Q: I am a few months into my business, and I am nervous about hiring a team to support my business plan. What is the best way to build [and pay] the initial team?
A: A great team starts with the assessment of strengths and needs. Be honest with your initial assessment. What does the founding team do well? Where does it fall short? Which skills are critical for the success of the venture at this time? What skills can a board of advisers provide? What skills will you need to hire?
Once you know what you need, you should network, network and network some more to find potential candidates. Board members and advisers can give you prime leads and great insights on potential candidates. Here are some things to consider:
Relationships matter. Remember, founding teams are small, spend a lot of time together and are working in a pressure-filled environment. This means compatibility matters, so be sure to assess someone’s fit with the existing team.
Get smarter. Don’t be afraid to hire people who are more experienced, more skilled and smarter than you. In a high growth startup, a single all-star player hired for the right position at the right time can mean the difference between success and failure.
Beware of mercenaries. Pay is always negotiable. Stronger candidates may want more money, but be leery of folks who are looking for cash and are not interested in stock and options. If they don’t believe enough in the venture to weigh their compensation toward the upside, they are not the right hire. You need committed soldiers, not mercenaries.
Offer upside potential. I believe in weighting pay toward upside outcomes. I always wonder why anyone works for a startup if they don’t have a piece of the upside. Established companies usually offer better pay, benefits and security. You can’t attract talented, committed people without giving them a piece of the upside.

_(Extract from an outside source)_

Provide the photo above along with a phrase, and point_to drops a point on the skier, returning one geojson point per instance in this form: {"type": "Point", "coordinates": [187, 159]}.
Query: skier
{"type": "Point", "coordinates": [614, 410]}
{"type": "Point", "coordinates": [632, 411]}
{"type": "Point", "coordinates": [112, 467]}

If you are going to provide an equity package, be sure to include a vesting clause that plays out over the next few years. You don’t want to transfer ownership too soon, only to discover that the new hire doesn’t fit, doesn’t work hard or simply isn’t competent. Vesting clauses protect you from these common mistakes.
David Deeds is a professor of entrepreneurship with the Schulze School of Entrepreneurship at the University of St. Thomas.